Lo que propone la filosofía Lykke es salirse de uno mismo y compartir la vida. Es cierto que a veces son necesarios los momentos de soledad y hay que darnos espacio. No obstante, compartir las experiencias con la gente fomenta la autoestima, la generosidad y el sentido de colectividad. Un buen experimento es ir a comer a solas. Es muy probable que se disfrute la comida y es posible pasar un buen rato, pero nada se compara a pasarlo con amigos y gente que aporta valor en conversación.

Lykke y el dinero

El dinero no es malo, al contrario, puede ser la llave para conseguir una vida estable. Por otro lado, la ambición sin límites no causa bienestar, sino ansiedad. Algo que propone el Lykke es que el dinero debe usarse en servicio del bienestar humano, no como el fin del bienestar humano. Esto quiere decir que el objetivo en la vida y en el trabajo no deber hacer lo posible por acumular o conseguir cierta cantidad de dinero. Por el contrario, la idea de Lykke es disfrutar aquello que puede darnos el dinero sin perder de vista el valor que ello puede aportar.

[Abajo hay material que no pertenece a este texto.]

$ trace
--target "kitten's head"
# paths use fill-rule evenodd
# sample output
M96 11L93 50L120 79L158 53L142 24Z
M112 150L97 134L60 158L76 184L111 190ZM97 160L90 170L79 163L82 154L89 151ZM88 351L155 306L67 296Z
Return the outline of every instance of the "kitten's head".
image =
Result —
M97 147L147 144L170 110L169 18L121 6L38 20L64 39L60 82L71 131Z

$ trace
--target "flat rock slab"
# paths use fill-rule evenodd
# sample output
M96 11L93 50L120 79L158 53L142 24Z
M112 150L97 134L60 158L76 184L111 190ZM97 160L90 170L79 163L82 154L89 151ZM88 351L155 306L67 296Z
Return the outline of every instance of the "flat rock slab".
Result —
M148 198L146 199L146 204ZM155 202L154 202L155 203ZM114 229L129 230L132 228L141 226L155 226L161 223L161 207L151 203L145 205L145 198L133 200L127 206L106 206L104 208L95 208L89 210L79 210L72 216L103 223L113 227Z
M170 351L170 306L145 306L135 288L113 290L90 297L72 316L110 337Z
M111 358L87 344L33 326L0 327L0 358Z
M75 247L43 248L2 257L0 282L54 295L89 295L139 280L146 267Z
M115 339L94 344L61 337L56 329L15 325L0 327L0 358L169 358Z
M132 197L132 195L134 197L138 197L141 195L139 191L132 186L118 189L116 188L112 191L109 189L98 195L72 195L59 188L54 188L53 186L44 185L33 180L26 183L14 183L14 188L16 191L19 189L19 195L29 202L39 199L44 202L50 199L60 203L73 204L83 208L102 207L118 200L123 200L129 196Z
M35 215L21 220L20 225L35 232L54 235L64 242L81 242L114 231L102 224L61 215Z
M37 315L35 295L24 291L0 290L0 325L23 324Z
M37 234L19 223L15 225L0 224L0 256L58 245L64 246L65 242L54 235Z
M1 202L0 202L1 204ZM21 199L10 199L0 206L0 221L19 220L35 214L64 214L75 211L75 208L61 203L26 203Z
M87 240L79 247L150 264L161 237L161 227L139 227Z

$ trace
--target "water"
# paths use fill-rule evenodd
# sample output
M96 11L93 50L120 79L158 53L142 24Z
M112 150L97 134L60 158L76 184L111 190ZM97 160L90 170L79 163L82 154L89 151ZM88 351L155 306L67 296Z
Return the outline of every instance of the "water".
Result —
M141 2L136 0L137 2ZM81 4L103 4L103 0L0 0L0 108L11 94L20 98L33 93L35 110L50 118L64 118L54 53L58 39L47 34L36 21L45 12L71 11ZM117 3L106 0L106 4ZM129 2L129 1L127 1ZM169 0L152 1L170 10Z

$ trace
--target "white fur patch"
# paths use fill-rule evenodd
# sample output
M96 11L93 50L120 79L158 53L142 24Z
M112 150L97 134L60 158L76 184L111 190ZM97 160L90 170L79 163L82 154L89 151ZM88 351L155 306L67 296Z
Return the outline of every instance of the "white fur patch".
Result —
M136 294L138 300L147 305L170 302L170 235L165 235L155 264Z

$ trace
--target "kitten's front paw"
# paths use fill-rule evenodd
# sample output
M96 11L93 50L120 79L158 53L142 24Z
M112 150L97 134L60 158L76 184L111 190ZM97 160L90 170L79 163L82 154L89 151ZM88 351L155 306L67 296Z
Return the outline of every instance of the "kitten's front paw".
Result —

¿Realmente necesitamos tener el coche último modelo o comprar 10 pares de zapatos? Si la respuesta es sí, no hay problema. En especial si la cuenta de ahorros puede permitirlo. El problema comienza cuando aquellas cosas se convierten en los objetivos para ser felices. Con el Lykke en mente no se necesita mucho para ser feliz. Hay que cubrir las necesidades básicas, por supuesto. Y si a veces surge algún capricho, también es bienvenido. La idea es vivir con moderación para disfrutar cada momento y dejar de ser esclavo del dinero.

Lykke y la libertad

¿Te importa mucho el “qué dirán” los demás? ¿Trabajas en algo que no te gusta con tal de que la gente considere que “has alcanzado el éxito”? ¿Quieres casarte, tener hijos y comprar una hipoteca para demostrar que “ya eres un adulto”? No pasa nada si respondes que sí, pero lo que la filosofía Lykke propone es abogar por la libertad interna. Esto quiere decir que hay que ser consciente y congruente. En la medida en que somos honestos con nosotros mismos, podremos generar todo tipo de relaciones valiosas con nuestro entorno.

O bien, si por alguna circunstancia es imposible renunciar a tu trabajo actual, ¿podrías tener un pasatiempo? ¿Qué te hace sentir libre? No muchos humanos conocen la respuesta. De hecho, la libertad es un concepto que no siempre asumimos y más bien damos por hecho sin valorarla. Lo que el Lykke sugiere es que nos dediquemos, al menos un tiempo corto, a hacer algo que nos cause placer. Puede ser ejercicio físico, salir de fiesta, beber una copa de vino, tomar clases de pintura, aprender a montar a caballo…. La lista es infinita.

lykke

Lykke y el servicio a los demás

Una de las premisas del Lykke tiene que ver con la colectividad. Si mi entorno no está bien, yo tampoco puedo estar bien. O, mejor aún, si yo ayudo a que mi gente cercana sea más feliz, yo también seré más feliz. El concepto Lykke tiene que ver con acciones simples e inmediatas para nuestro entorno desde algún tipo de voluntariado hasta hacerles una llamada cariñosa a los abuelos, donar libros o ropa en buen estado, llevar a la oficina unas galletas recién horneadas. Las opciones pueden variar en tamaño y forma, sin embargo, el objetivo es siempre el mismo: mejorar la calidad de vida de quienes viven en el entorno inmediato. Una pequeña buena acción de vez en cuando.

Lykke: aquí y ahora

Si quieres integrar el estilo de vida Lykke a tu rutina, simplemente tienes que fluir con el momento presente. Dejar de preocuparte de lo que no está en tus manos, acercarte a tu pasión, disfrutar cada día de tu vida.